New orders peaked in the three months to Dec-17. The order backlog peaked in the three months to Mar-18, and so did the share price. Sales and operating profit peaked in the three months to Jun-18. Demand from the company’s top three user categories – electronics (semiconductor production equpment in particular), machine tools, and general industry – has been moving in parallel. By region, new orders from China have dropped most rapidly, followed by orders from Taiwan and Japan. 

After double-digit positive comparisons in the nine months to Sep-18, management is guiding for a 30% year-on-year decline in operating profit in 4Q of FY Dec-18. Judging from the orders trend and economic situation, substantial declines in sales and profits are likely in FY Dec-19. If demand from China picks up following a trade agreement with the U.S. sometime next year, there should be a moderate recovery going into FY Dec-20.

The shares are now selling at 7.7x management’s EPS guidance for FY Dec-18 and 0.9x book value at the end of Sep-18. Our forecast puts the shares on 11.9x earnings for FY Dec-19 and 10.4x earnings for FY Dec-20E. Valuations are at the bottom of their recent historical ranges. When orders recover, the stock price should, too.

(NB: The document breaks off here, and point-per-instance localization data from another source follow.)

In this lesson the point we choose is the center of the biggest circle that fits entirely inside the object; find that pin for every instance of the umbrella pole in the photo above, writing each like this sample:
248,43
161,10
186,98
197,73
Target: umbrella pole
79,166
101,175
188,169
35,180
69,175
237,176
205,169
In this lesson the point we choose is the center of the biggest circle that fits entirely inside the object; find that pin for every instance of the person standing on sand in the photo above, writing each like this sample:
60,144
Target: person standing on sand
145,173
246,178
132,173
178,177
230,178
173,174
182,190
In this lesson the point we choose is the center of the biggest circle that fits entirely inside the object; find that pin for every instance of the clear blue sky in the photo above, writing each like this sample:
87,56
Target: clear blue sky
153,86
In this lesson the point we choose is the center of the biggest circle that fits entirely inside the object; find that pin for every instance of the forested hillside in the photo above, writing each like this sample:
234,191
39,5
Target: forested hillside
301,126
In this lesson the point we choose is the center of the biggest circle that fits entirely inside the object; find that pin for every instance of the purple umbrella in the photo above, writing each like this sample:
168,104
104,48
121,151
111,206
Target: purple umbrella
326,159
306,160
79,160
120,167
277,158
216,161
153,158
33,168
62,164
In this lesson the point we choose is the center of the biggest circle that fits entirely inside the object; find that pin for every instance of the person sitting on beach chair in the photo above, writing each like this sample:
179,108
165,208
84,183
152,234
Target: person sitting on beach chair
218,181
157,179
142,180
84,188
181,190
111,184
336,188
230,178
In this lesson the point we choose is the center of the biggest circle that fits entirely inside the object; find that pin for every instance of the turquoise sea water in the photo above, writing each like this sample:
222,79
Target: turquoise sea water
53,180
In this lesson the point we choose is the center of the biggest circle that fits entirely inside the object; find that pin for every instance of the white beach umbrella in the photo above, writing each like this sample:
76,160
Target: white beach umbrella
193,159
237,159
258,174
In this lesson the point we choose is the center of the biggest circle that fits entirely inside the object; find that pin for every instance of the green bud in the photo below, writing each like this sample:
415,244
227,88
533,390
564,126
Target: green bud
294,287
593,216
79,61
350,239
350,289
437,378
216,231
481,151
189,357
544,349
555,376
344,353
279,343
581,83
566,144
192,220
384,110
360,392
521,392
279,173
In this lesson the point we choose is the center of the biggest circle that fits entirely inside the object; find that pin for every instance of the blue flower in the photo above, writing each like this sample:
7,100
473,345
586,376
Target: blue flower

THK is the world’s top producer of linear motion guides, which enable high-speed, high-precision operation of machine tools, semiconductor production equipment and other machinery. Management estimates the company’s global market share at about 50%. Competitors include Nippon Thompson (6480 JP) and NSK (6471 JP) in Japan and several companies headquartered in Europe, the U.S. and China. THK sells worldwide and has production facilities in Japan, Europe, the Americas, China, Taiwan, Southeast Asia and India. The company is financially sound, with a current ratio of 2.9x and net cash equal to 14% of equity at the end of Sep-18.